A few releases of Dose Response came out that I hadn't blogged about. Dose Response is an open-world roguelike where you play an addict.
I have spent way too much time on this game (especially considering how simple it actually is) and so the last couple of months were focused on polish and getting it through the finish line.
Despite having an absolute ton of things that could be added, I'm calling the gameplay more or less finished. The only thing I plan to add (other than game balance) is a better visual representation of the endgame section.
But all of my work now is focused on making the game more accessible to the players. That means writing help screens, main menu, save/load functionality (the game is so small it doesn't really need it, but I want to implement it anyway), potentially mouse support (no promises though!), etc.
This included something I've been avoiding for a really long time -- font handling. Until now, Dose Response always rendered all text aligned to the square grid: one letter per square.

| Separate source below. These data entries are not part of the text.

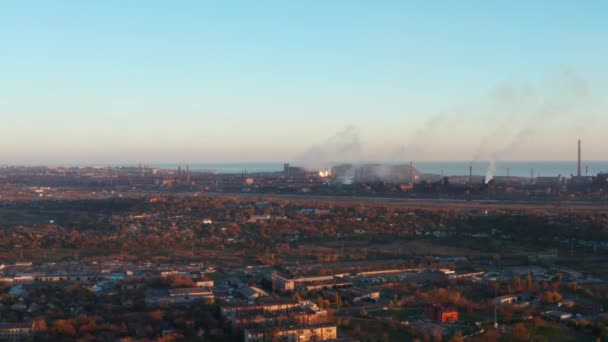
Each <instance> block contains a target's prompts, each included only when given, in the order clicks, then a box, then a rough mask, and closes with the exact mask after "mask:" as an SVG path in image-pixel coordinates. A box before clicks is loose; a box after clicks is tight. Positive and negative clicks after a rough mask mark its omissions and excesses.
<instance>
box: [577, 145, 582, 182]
mask: <svg viewBox="0 0 608 342" xmlns="http://www.w3.org/2000/svg"><path fill="white" fill-rule="evenodd" d="M581 171H582V170H581V140H580V139H579V140H578V173H577V176H579V177H580V176H582V172H581Z"/></svg>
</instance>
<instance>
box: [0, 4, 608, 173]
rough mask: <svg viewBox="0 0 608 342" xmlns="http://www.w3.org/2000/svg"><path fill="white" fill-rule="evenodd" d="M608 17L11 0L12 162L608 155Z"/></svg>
mask: <svg viewBox="0 0 608 342" xmlns="http://www.w3.org/2000/svg"><path fill="white" fill-rule="evenodd" d="M607 11H608V3H606V2H602V1H588V2H585V3H563V2H562V3H555V2H551V1H537V2H534V3H529V2H512V3H492V2H484V1H473V2H470V3H466V4H463V3H461V2H456V1H448V2H428V1H420V2H416V1H414V2H399V1H385V2H380V3H374V4H372V3H367V4H366V3H353V2H348V1H335V2H322V1H313V2H307V3H306V4H304V3H284V2H278V1H267V2H263V3H251V2H247V1H234V2H229V3H216V4H211V3H204V2H196V1H184V2H180V3H178V4H174V3H165V2H160V1H147V2H145V3H143V2H139V3H138V2H131V3H128V4H125V3H123V2H118V1H106V2H86V3H84V2H83V3H74V2H64V1H57V2H52V3H51V2H43V1H32V2H20V1H6V2H3V3H2V4H0V39H1V41H2V46H3V53H2V54H0V74H1V75H2V77H1V78H0V91H1V92H0V113H2V116H3V123H2V125H1V126H0V146H1V148H0V164H15V165H17V164H22V165H23V164H25V165H44V164H88V165H97V164H108V163H139V162H142V163H144V162H145V163H150V164H153V163H158V162H160V161H163V162H165V163H167V162H168V163H173V162H179V161H185V160H190V161H198V162H199V163H209V162H216V163H226V162H231V161H232V162H235V161H238V162H255V161H259V160H264V161H268V162H275V161H276V162H283V161H291V162H293V163H295V164H298V163H300V164H305V165H323V164H327V163H328V162H330V161H332V160H336V159H338V157H339V159H341V160H344V161H356V160H368V161H380V160H382V161H387V162H399V161H409V160H419V161H421V160H426V161H432V160H435V161H445V160H463V161H464V160H481V159H484V160H489V159H494V160H564V161H566V160H575V158H576V141H577V140H578V139H581V140H582V144H583V146H582V149H583V160H606V159H607V158H608V157H606V155H605V152H604V151H605V148H604V146H605V143H606V138H605V127H607V124H608V116H607V115H605V113H606V112H607V110H608V98H606V96H604V94H605V93H606V90H608V65H606V63H605V61H606V60H608V58H607V57H608V53H607V52H608V46H607V45H606V44H604V41H605V37H606V33H608V22H606V20H605V18H604V13H606V12H607ZM539 18H542V20H539Z"/></svg>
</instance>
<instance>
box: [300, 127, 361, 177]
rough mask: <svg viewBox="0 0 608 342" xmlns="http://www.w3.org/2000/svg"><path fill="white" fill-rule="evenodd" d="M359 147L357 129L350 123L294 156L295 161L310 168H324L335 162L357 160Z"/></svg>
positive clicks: (339, 162)
mask: <svg viewBox="0 0 608 342" xmlns="http://www.w3.org/2000/svg"><path fill="white" fill-rule="evenodd" d="M361 149H362V148H361V139H360V138H359V131H358V129H357V128H356V127H355V126H352V125H350V126H348V127H346V128H345V129H344V130H342V131H340V132H338V133H336V134H335V135H334V136H332V137H330V138H328V139H327V140H326V141H324V142H323V143H319V144H315V145H313V146H311V147H309V148H308V149H307V150H306V151H304V152H303V153H302V154H300V156H299V157H298V158H296V163H297V164H298V165H299V166H303V167H306V168H308V169H311V170H325V169H328V168H330V167H331V166H332V165H334V164H336V163H343V162H353V161H358V160H359V159H360V158H361Z"/></svg>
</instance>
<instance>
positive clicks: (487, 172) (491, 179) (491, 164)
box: [485, 160, 496, 184]
mask: <svg viewBox="0 0 608 342" xmlns="http://www.w3.org/2000/svg"><path fill="white" fill-rule="evenodd" d="M494 175H496V165H494V160H490V165H488V170H487V171H486V179H485V183H486V184H488V183H489V182H490V181H491V180H492V179H494Z"/></svg>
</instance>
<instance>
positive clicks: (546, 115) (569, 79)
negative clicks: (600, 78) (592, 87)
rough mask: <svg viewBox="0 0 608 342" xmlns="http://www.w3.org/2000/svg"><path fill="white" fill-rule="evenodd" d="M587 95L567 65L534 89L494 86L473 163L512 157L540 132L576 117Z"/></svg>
mask: <svg viewBox="0 0 608 342" xmlns="http://www.w3.org/2000/svg"><path fill="white" fill-rule="evenodd" d="M587 94H588V86H587V82H586V81H585V80H583V79H582V78H581V77H579V76H578V75H577V73H576V72H575V70H574V69H573V68H572V67H569V66H562V67H560V68H559V69H558V70H557V71H556V72H554V73H552V74H550V75H549V77H548V78H547V80H546V81H545V82H544V83H542V84H541V85H539V86H537V87H531V86H529V85H525V84H524V85H519V86H518V85H515V84H503V85H500V86H498V87H496V88H495V89H494V90H493V91H492V92H491V95H492V96H491V99H490V106H489V108H488V110H487V111H488V114H487V119H488V120H487V121H488V127H491V128H489V129H488V130H487V133H486V134H485V135H484V136H483V137H482V138H481V142H480V144H479V147H478V148H477V150H476V152H475V153H474V155H473V160H480V159H482V158H487V159H491V160H496V161H500V160H505V159H507V158H510V157H513V156H515V155H516V153H517V152H521V151H522V148H523V147H524V146H526V144H529V143H531V141H533V139H534V137H535V136H536V134H537V133H538V131H539V130H542V129H548V128H551V126H552V125H556V124H558V123H560V121H564V119H568V118H570V117H575V114H576V111H577V109H579V108H580V107H581V103H582V100H584V99H585V97H586V96H587ZM497 116H498V118H499V119H498V120H497ZM497 123H498V124H497Z"/></svg>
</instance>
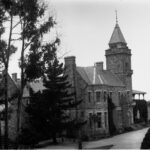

This works great for the game map:
But not so much for actual text:
I could have tried something like finding a half-width font for the text parts and be done with that, but I wanted to implement all this properly at least once to understand what goes into font rendering.
It was quite possibly the hardest thing I did. Dose Response uses OpenGL directly, so there was already a huge increase in complexity when I switched from a nice roguelike library to that. But font rendering is another level on top.
You have to implement your own word-wrapping, calculating the text / paragraph width and height, alignment (left/right/center), etc. It was crazy.
But here's the final result:
Much more readable. And since I wanted to do it properly, here's a test rendering of a variable-width font (the one above is fixed width):
This is just to verify the code works, but yeah.